1.3 Purchase and Sale of Shares. At the Closing, upon the terms and subject to the conditions set forth in this Agreement, Seller shall sell, assign, transfer and convey the Shares to Buyer, and Buyer shall purchase and acquire the Shares from Seller, free and clear of all Liens other than restrictions on transfer arising under applicable securities Laws. The payment for said shares by Buyer to the Seller along with other consideration shall be tendered as follows:
1.3.1 Three Thousand Five Hundred Dollars ($3,500.00) has been received by the Seller prior to the execution of this agreement; and
1.3.2 A payment in the amount of One Hundred Thousand Dollars ($100,000.00) shall be sent via wire transfer of immediately available funds to the account or accounts of the Seller specified by the Seller at the date of the Closing; and
1.3.3 A payment in the amount of One Hundred Thousand Dollars ($100,000.00) shall be sent via wire transfer of immediately available funds to the account or accounts of the Seller specified by the Seller on or before 90 days after the Closing; and
1.3.4 The Seller and Buyer shall enter into a promissory note for $296,500.00 with the first payment in the amount of $146,500 to be made at the one (1) year anniversary of the closing, and the balance of $150,000 to be made at the two (2) year anniversary of the closing.
2. Conditions to Closing
2.1 The obligation of the Buyer to consummate the transactions contemplated by this Agreement is subject to the satisfaction of the following conditions as of the Closing Date:
(a) Seller shall have delivered or caused to be delivered to Buyer the certificates representing the Shares owned by Seller, duly endorsed for transfer including a Medallion Guarantee on a Stock Power provided by the Buyer, and the Shares shall be free and clear of all Liens other than restrictions on transfer arising under applicable securities Laws; and
(b) Seller shall have delivered or caused to be delivered to the Buyer each of the following:
(i) Affidavit from Seller stating that the Company is not indebted to P & J Resources, Inc, Richard Williams, Pam Williams, or any entity they may control, and there are no claims by any of the related parties against the Company.

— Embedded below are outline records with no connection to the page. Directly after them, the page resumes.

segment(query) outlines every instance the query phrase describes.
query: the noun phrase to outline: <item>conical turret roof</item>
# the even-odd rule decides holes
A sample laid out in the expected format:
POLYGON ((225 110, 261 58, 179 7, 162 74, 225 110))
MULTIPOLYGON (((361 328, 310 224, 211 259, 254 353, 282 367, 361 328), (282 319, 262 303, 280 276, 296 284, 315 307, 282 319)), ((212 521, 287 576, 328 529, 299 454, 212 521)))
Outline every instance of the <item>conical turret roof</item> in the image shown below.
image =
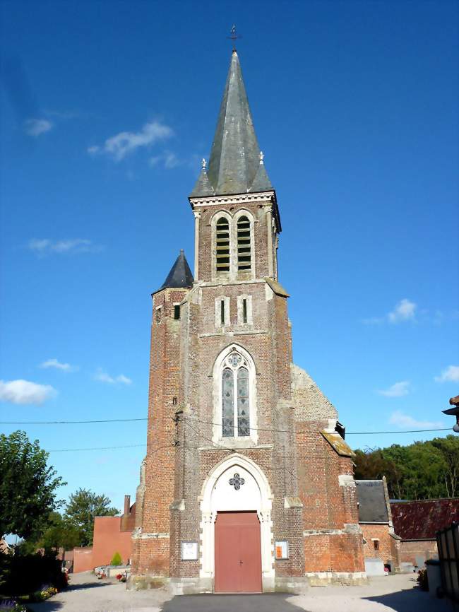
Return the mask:
POLYGON ((194 278, 190 266, 188 265, 183 249, 181 249, 180 254, 175 260, 170 272, 167 274, 167 278, 157 290, 160 291, 162 289, 167 289, 169 287, 174 288, 191 287, 193 282, 194 278))
MULTIPOLYGON (((236 51, 233 51, 210 151, 207 177, 215 195, 246 193, 254 191, 251 188, 258 173, 259 166, 260 148, 242 79, 239 59, 236 51)), ((263 183, 270 185, 268 189, 272 189, 269 179, 266 182, 263 177, 263 183)), ((194 191, 196 192, 196 187, 194 191)), ((198 195, 197 192, 196 195, 198 195)))

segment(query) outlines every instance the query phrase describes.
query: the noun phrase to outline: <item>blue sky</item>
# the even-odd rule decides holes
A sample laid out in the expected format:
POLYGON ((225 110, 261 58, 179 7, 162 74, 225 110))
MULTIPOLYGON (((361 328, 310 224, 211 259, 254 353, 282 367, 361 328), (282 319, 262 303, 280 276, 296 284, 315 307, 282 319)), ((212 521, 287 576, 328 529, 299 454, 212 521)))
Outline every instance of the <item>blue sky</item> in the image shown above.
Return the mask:
MULTIPOLYGON (((1 10, 1 420, 146 416, 150 294, 180 248, 193 262, 187 196, 236 23, 282 217, 295 362, 349 432, 452 426, 455 2, 1 10)), ((23 428, 52 451, 63 498, 86 487, 121 508, 134 495, 143 447, 55 451, 142 445, 145 422, 23 428)))

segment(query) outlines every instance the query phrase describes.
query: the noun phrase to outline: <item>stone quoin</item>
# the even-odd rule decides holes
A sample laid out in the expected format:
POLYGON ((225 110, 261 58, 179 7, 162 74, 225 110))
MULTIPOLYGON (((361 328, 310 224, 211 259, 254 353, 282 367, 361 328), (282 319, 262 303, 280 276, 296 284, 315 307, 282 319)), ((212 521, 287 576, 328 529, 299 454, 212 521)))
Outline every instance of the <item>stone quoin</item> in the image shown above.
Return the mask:
POLYGON ((301 592, 366 579, 352 451, 292 363, 276 192, 233 51, 183 252, 153 294, 130 586, 301 592))

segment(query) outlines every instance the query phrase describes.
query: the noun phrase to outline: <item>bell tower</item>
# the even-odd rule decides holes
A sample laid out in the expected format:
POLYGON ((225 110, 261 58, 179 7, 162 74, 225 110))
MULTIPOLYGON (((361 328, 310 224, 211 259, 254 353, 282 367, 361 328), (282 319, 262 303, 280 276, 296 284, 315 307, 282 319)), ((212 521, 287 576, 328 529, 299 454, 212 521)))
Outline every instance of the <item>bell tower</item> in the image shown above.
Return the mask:
POLYGON ((302 592, 364 578, 352 452, 292 363, 276 192, 233 50, 183 253, 153 293, 148 448, 133 534, 136 585, 302 592))
POLYGON ((277 279, 278 237, 282 229, 279 209, 235 50, 208 167, 203 160, 189 199, 195 217, 196 281, 277 279), (221 216, 209 216, 219 209, 221 216))

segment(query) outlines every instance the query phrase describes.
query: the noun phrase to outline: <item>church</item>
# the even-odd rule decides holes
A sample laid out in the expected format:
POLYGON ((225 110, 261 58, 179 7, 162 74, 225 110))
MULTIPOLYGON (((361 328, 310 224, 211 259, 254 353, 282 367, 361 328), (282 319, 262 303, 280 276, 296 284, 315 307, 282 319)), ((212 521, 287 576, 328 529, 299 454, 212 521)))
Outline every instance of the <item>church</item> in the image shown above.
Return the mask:
POLYGON ((131 588, 303 592, 366 579, 353 453, 292 363, 280 210, 232 52, 180 252, 153 293, 131 588), (191 228, 190 228, 191 230, 191 228))

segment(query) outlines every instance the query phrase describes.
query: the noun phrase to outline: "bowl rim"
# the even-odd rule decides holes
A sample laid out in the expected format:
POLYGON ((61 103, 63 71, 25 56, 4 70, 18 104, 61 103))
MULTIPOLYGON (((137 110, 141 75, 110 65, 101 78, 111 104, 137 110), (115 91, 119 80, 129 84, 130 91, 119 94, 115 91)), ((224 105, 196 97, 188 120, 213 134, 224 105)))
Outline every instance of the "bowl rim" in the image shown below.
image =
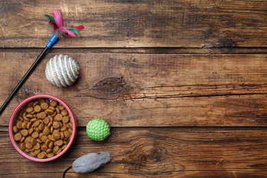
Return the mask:
POLYGON ((65 102, 64 102, 62 99, 59 99, 58 97, 53 96, 53 95, 51 95, 51 94, 34 94, 33 96, 31 96, 31 97, 24 99, 23 101, 21 101, 16 107, 15 110, 14 110, 14 111, 13 111, 13 112, 12 112, 12 115, 10 116, 10 121, 9 121, 8 134, 9 134, 9 136, 10 136, 10 139, 11 143, 12 144, 13 147, 18 152, 18 153, 20 153, 22 156, 23 156, 24 157, 25 157, 25 158, 27 158, 27 159, 28 159, 28 160, 29 160, 31 161, 34 161, 34 162, 47 162, 53 161, 53 160, 56 160, 57 158, 61 157, 62 155, 64 155, 69 149, 69 148, 73 144, 74 140, 75 139, 75 136, 76 136, 76 134, 77 134, 76 133, 77 132, 76 127, 77 127, 77 123, 76 123, 75 117, 74 116, 74 114, 73 114, 73 111, 71 110, 71 107, 65 102), (53 156, 52 157, 44 158, 44 159, 39 159, 37 157, 34 157, 33 156, 29 155, 29 153, 27 153, 24 151, 21 150, 21 148, 19 148, 19 147, 18 147, 18 145, 16 144, 16 141, 14 138, 14 136, 13 136, 13 129, 12 129, 12 123, 13 123, 14 119, 15 119, 14 116, 16 114, 16 113, 18 111, 20 111, 21 107, 23 105, 27 103, 28 102, 29 102, 31 100, 40 99, 40 98, 48 98, 48 99, 50 99, 55 100, 58 102, 60 103, 68 110, 68 114, 71 115, 71 120, 73 121, 73 134, 71 135, 71 138, 70 142, 68 143, 68 144, 66 147, 66 148, 60 153, 59 153, 58 155, 55 155, 55 156, 53 156))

(ii) resignations effective as of the Closing from the officers and directors of the Company and appointment of 2 directors designated by the Buyers. Each action to be approved by the Board of the Company with an executed resolution for each.
(iii) certified copies of the resolutions duly adopted by Seller’s Board of Directors (or its equivalent governing body) authorizing the execution, delivery and performance of this Agreement and the other agreements contemplated hereby to which Seller is a party, and the consummation of all transactions contemplated hereby and thereby;
(iv) executed agreement between the Buyer and the Dallas Group, or any entity which they may now be known as
(v) certified list of all wells operated by B.T.U. Pipeline, Inc. within the state of West Virginia
(vi) certified list of all current and long term liabilities, current and pending litigation, claims, encumbrances against the Company
(vii) transfer of title for the approximate 175 acres of land in Wayne County, West Virginia as referenced in the Deed dated October 6, 2006 by and between Gregory A. Botkins and Sherry, parties of the first part, and Harry Thompson, as Trustee of Harlis Trust Under Trust Agreement Dated June 1, 2001, party of the second part into the name of Wilon Resources, Inc.
(iix) certified list of all leases held by Wilon Resources, Wilon Gathering, Harry Thompson, and Harlis Trust in the state of West Virginia. An assignment of all leases held by Wilon Gathering, Harry Thompson, and Harlis Trust to Wilon Resources.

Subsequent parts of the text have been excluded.